Cell Biochem Funct. 2021 May 18. doi: 10.1002/cbf.3639. Online ahead of print.

ABSTRACT

S100 calcium binding protein A6 (S100A6) has been reported to involve in many kinds of cancers through regulating intracellular calcium homeostasis. Previous studies found that S100A6 increased in lung cancer patients’ plasma and pleural effusion. This study focused on its function in Calu-6 lung cancer cells. S100A6 gene was transferred into Calu-6 lung cancer cell line by lentivirus vector, the empty vector transfected cells and the blank cells were set as control groups.
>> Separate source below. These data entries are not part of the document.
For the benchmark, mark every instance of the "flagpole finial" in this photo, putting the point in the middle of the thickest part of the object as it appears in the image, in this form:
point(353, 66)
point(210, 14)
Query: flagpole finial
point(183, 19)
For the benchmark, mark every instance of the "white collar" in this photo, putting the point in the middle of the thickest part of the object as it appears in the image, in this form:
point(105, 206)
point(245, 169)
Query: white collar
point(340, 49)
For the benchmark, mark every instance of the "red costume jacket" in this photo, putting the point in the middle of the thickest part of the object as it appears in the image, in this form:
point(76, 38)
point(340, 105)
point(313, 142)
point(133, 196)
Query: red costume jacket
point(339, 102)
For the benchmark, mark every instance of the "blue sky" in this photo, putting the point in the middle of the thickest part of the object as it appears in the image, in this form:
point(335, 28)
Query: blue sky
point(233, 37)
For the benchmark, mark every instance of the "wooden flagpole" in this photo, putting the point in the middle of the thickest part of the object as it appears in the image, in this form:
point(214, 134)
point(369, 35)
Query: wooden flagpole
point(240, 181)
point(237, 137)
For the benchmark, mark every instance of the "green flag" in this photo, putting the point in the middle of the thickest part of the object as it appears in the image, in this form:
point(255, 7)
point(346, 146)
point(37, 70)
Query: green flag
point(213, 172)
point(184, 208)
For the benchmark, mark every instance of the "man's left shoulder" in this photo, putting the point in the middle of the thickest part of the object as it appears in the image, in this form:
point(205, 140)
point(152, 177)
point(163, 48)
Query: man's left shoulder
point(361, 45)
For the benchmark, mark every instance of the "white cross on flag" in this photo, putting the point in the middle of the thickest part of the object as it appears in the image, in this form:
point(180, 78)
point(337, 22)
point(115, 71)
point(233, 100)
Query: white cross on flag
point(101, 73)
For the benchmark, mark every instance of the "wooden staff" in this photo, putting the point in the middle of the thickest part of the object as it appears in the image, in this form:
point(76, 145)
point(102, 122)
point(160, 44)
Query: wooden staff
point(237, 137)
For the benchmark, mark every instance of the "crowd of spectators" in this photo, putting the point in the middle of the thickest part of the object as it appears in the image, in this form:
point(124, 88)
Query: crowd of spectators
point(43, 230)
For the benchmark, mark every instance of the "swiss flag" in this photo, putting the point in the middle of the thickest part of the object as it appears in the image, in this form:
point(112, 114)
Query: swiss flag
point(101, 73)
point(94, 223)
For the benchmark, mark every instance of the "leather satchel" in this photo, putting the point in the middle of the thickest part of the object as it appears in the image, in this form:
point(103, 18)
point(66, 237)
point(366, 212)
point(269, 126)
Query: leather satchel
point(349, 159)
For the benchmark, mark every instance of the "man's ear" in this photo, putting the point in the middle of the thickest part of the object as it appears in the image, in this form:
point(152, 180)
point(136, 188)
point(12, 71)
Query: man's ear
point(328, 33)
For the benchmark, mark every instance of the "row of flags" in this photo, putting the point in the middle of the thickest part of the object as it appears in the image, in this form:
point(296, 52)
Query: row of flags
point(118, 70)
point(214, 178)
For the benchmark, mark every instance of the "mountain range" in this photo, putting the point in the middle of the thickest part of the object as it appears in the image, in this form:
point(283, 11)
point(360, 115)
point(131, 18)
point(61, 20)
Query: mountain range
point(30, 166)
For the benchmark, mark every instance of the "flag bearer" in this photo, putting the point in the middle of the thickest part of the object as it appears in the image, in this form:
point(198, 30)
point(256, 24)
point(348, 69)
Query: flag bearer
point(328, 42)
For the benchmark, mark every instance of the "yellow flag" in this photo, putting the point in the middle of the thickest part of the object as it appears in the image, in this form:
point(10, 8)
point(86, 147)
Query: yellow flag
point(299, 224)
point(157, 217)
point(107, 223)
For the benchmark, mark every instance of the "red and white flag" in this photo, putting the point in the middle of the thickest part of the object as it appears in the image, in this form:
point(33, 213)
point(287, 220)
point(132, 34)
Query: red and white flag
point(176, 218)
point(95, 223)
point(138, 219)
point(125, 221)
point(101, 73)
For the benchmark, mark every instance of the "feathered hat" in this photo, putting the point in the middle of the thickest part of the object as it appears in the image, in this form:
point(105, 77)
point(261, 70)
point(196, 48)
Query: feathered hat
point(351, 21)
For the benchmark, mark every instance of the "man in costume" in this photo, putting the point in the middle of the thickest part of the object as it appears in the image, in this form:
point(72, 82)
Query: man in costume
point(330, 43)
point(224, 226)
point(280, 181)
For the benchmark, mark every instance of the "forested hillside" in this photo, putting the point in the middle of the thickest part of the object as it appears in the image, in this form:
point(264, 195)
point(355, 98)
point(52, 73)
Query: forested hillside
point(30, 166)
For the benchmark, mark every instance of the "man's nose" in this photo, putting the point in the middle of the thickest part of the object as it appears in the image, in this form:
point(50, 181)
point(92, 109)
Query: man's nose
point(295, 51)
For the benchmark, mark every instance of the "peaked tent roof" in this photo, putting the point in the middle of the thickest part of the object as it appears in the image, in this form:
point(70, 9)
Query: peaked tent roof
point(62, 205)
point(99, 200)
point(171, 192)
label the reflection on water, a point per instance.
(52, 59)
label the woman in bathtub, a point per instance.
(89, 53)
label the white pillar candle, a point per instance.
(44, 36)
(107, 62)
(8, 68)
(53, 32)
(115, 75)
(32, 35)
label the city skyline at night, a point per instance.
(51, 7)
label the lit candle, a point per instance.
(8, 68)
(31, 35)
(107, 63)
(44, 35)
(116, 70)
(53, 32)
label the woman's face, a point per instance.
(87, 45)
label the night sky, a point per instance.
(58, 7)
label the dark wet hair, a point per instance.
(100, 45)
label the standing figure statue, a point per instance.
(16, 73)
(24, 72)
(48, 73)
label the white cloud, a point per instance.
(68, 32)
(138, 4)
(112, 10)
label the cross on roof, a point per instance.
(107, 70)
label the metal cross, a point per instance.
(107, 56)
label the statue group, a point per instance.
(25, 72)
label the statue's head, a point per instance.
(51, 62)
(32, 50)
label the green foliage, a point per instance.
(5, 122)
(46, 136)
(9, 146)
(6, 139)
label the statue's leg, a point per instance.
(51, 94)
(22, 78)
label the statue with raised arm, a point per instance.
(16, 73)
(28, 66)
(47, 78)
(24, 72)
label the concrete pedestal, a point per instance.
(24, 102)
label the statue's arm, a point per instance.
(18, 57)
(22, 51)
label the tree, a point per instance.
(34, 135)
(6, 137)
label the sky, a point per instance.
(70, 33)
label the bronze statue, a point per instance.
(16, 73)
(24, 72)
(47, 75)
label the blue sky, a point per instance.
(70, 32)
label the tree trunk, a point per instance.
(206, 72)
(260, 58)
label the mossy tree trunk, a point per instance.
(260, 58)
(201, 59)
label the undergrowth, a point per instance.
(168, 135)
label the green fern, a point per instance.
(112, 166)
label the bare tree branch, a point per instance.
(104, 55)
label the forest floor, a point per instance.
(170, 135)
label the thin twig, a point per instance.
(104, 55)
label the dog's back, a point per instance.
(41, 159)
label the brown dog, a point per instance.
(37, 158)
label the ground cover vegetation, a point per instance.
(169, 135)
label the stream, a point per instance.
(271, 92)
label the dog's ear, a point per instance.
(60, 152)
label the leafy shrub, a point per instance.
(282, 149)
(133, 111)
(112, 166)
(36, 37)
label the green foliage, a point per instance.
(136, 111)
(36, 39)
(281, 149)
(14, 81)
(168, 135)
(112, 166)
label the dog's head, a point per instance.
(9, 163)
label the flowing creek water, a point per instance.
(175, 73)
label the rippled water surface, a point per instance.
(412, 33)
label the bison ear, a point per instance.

MTT was evaluating cell proliferation. The transwell assay was reflecting cell migration and cell invasion. The flow cytometric analysis was detecting cell apoptosis and cell cycle of three groups (Calu-6, Calu-6/neo, Calu-6/S100A6). Nude mouse tumorigenicity was then applied to evaluate S100A6’s effect on cellular tumorigenicity. Compared with control groups, Calu-6/S100A6 cells showed a weakening trend in the cell behaviours of proliferation, migration and invasiveness, while had an enhancement of cell apoptosis, with all P < .05. The cell cycle of Calu-6/S100A6 cells had a reduction of S phase and an increase of G1 phase (P < .05). In animal study, after 5 weeks of cell injection, the tumour bulk of Calu-6/S100A6 group was smaller than controls, with P < .05. Our results demonstrate S100A6 inhibits the growth of Calu-6 lung cancer cells, as well as impairs Calu-6’s ability in tumorigenesis. At cellular level, S100A6 is supposed to act as a tumour suppressor gene in lung cancer.